The Power Behind Affirmative Consent

Ashe Schow writes about yet another example of a college man getting his day of justice after a school is forced to settle a lawsuit after the student was expelled, unjustly, for alleged sexual assault.
Washington and Lee University has settled with a former student who filed a lawsuit alleging gender bias as the motivation for his expulsion over a sexual assault accusation.

The student, identified as John Doe in the lawsuit he filed in late 2014, was expelled after an investigation in which he was not allowed legal representation or cross examination, and which was conducted by an administrator who allegedly told his accuser that “regret equals rape.”

John and the university have “compromised and settled all matters in controversy,” according to new documents filed in the case. Terms of the settlement were not disclosed.

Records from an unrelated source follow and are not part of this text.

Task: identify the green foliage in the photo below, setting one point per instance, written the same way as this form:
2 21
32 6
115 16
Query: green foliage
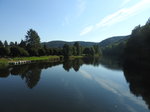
33 39
77 47
138 46
1 44
18 51
66 51
5 43
4 51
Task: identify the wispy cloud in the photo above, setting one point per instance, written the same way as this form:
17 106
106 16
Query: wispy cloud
66 21
81 6
125 2
86 30
118 16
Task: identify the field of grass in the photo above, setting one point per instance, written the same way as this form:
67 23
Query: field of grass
4 62
36 58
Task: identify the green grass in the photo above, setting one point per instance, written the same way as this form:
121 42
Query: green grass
75 57
36 58
4 61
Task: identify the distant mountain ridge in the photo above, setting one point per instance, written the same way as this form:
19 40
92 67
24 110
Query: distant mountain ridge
113 40
104 43
59 44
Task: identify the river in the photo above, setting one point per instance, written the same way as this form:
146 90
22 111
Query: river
89 85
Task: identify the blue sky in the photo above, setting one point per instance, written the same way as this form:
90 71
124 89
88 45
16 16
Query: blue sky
71 20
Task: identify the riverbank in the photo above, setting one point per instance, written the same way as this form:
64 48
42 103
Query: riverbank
4 62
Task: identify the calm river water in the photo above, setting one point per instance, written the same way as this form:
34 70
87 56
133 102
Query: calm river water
89 85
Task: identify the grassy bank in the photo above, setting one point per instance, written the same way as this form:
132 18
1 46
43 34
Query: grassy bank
4 62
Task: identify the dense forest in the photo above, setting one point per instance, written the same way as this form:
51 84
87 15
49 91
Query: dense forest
134 47
32 46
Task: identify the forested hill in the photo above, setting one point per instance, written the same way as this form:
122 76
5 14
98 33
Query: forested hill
113 40
104 43
58 44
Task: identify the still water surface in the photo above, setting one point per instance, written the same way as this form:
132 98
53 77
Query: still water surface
72 86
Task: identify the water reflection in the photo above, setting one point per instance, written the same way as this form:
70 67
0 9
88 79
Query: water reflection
30 72
137 76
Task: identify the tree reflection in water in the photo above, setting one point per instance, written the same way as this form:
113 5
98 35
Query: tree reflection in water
137 75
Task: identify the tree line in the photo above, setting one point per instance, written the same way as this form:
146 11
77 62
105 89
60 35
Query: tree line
31 46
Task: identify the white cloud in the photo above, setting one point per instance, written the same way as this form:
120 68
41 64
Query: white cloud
81 6
65 21
118 16
125 2
86 30
124 14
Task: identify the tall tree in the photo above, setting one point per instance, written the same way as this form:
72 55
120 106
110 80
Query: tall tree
66 51
5 43
33 39
22 44
1 44
76 44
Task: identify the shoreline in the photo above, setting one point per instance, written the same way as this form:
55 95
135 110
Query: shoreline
5 62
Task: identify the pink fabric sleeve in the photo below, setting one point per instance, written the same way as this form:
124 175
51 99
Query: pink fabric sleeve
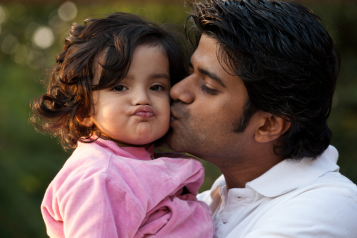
92 207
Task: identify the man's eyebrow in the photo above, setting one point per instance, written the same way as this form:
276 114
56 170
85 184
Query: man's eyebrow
212 76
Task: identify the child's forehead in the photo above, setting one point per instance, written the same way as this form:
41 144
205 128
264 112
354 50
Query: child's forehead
102 58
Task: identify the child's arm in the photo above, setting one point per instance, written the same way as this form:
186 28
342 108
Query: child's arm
94 206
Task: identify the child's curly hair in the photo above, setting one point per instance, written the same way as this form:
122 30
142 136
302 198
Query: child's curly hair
70 85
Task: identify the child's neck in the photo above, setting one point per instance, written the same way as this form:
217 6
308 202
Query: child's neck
122 144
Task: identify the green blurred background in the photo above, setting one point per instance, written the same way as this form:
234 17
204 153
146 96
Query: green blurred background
32 33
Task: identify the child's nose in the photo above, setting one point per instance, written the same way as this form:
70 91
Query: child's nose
141 97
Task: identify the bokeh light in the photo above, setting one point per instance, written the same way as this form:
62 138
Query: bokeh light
67 11
9 44
43 37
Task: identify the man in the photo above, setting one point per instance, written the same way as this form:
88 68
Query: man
255 105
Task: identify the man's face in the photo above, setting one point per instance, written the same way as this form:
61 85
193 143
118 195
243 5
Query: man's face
208 106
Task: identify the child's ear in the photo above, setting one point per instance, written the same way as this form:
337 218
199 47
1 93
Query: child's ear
271 127
84 120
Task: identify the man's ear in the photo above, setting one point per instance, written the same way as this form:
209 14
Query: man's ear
270 127
85 121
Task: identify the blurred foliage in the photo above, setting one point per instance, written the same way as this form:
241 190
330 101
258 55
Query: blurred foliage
29 160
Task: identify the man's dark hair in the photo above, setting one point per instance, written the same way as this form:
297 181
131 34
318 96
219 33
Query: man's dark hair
286 59
70 84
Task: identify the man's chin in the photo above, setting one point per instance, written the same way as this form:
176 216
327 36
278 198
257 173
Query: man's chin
173 141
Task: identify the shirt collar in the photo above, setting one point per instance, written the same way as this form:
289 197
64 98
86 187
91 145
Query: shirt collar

Typically, accused students win very little in settlements; they might get their record cleared and a small amount of money that doesn’t even cover their legal fees.

Here’s the reality, though.
Here is what Klein believes:

– The number of sexual assault victims is “far too high,” so high as to justify “sweeping” and “intrusive” legal measures–specifically, California’s new law.

– This law is “sweeping in its redefinition of acceptable consent.”

– The law could define as rape “two college seniors who’ve been in a loving relationship since they met during the first week of their freshman years, and who, with the ease of the committed, slip naturally from cuddling to sex.”

– The law intrudes on “the most private and intimate of adult acts.”

– The law’s “overreach is precisely its value.”

– The law “will settle like a cold winter on college campuses, throwing everyday sexual practice into doubt.”

– The law will create “a haze of fear and confusion over what counts as consent.”

– If successful, the law will cause all or most college men “to feel a cold spike of fear when they begin a sexual encounter.”

– If the law succeeds, “colleges will fill with cases in which campus boards convict young men (and, occasionally, young women) of sexual assault for genuinely ambiguous situations.”

– The existence of cases “that feel genuinely unclear and maybe even unfair” are especially necessary for the law to succeed.

– “The Yes Means Yes laws creates an equilibrium where too much counts as sexual assault. Bad as it is, that’s a necessary change.”

When you look at the activities feminists activists perform, you don’t see them working to help individual women and individual victims. What you see from feminist activists is an advantageous power play, a power play that some would argue (with strong evidence to back up their assertions) was always the intent of feminism from the beginning.

Conor states that “[m]any proponents of affirmative-consent laws would dispute the way Klein characterizes them, and favor them with the expectation that they won’t result in injustice.”

Feminists have never been all that great at following the evidence and coming to a conclusion, but evidence doesn’t matter as long as they can still get what they want. And all of these legal wins we can keep celebrating are for naught as long as the damage has already been done. The intent isn’t to help individual women who may be victims of sexual assault. It’s to damage the psyche of men who are seeking to succeed in life because feminists are very close to eviscerating “Patriarchy.”

Now that women have economic and academic power, they are making another power play. Women always had the power of creation and the access to the pleasure to partake in the activities the create that life. Now that they have even more power to create and end life, they are even freer to govern their lives. This may be a good thing, but, as a consequence, it has also shifted the monopsony of romance and domestic partnership even more in women’s favor, and with government standing behind them all the way, even as far as often providing them with financial support in place of a domestic partner, women are needing men less and less.

What better position can women be than in this modern age in the west, the first time in history where women can go their entire life without a single man in it – whether they’re poor mothers who are supported by government subsidies or middle and upper class educated women who, unless they decide to become mothers, make more money than men (“Women in their 20s earn more than men of same age, study finds”)?

But that’s not enough. Because feminists are not egalitarians, they want to make sure that the “Patriarchy,” whatever they decide to define it in [current year], is finished. They want to make sure that men are fearful of entering sexual relationships with women. Any day now, any man could be a victim of sexual assault without any physical contact ever occurring. He can be charged with sexually assaulting a woman and, without recorded proof (a felony in some states) of consent, he would have little to no chance of proving consent was given.

There’s no better way to ruin a man’s life than to make them forfeit their future by labeling them a rapist, especially with the power to spread this knowledge with the permanence of Google and social media, and by ruining their chance to get an education and make a living? There’s no better way to instill fear in a man than to place a risk far too great for them to take.

A reminder from Conor: “If successful, the law will cause all or most college men ‘to feel a cold spike of fear when they begin a sexual encounter.'” Those who want to fundamentally reform society will silence and instill fear in those they believe have social and economic power and, in doing so, proving they are the ones truly in power.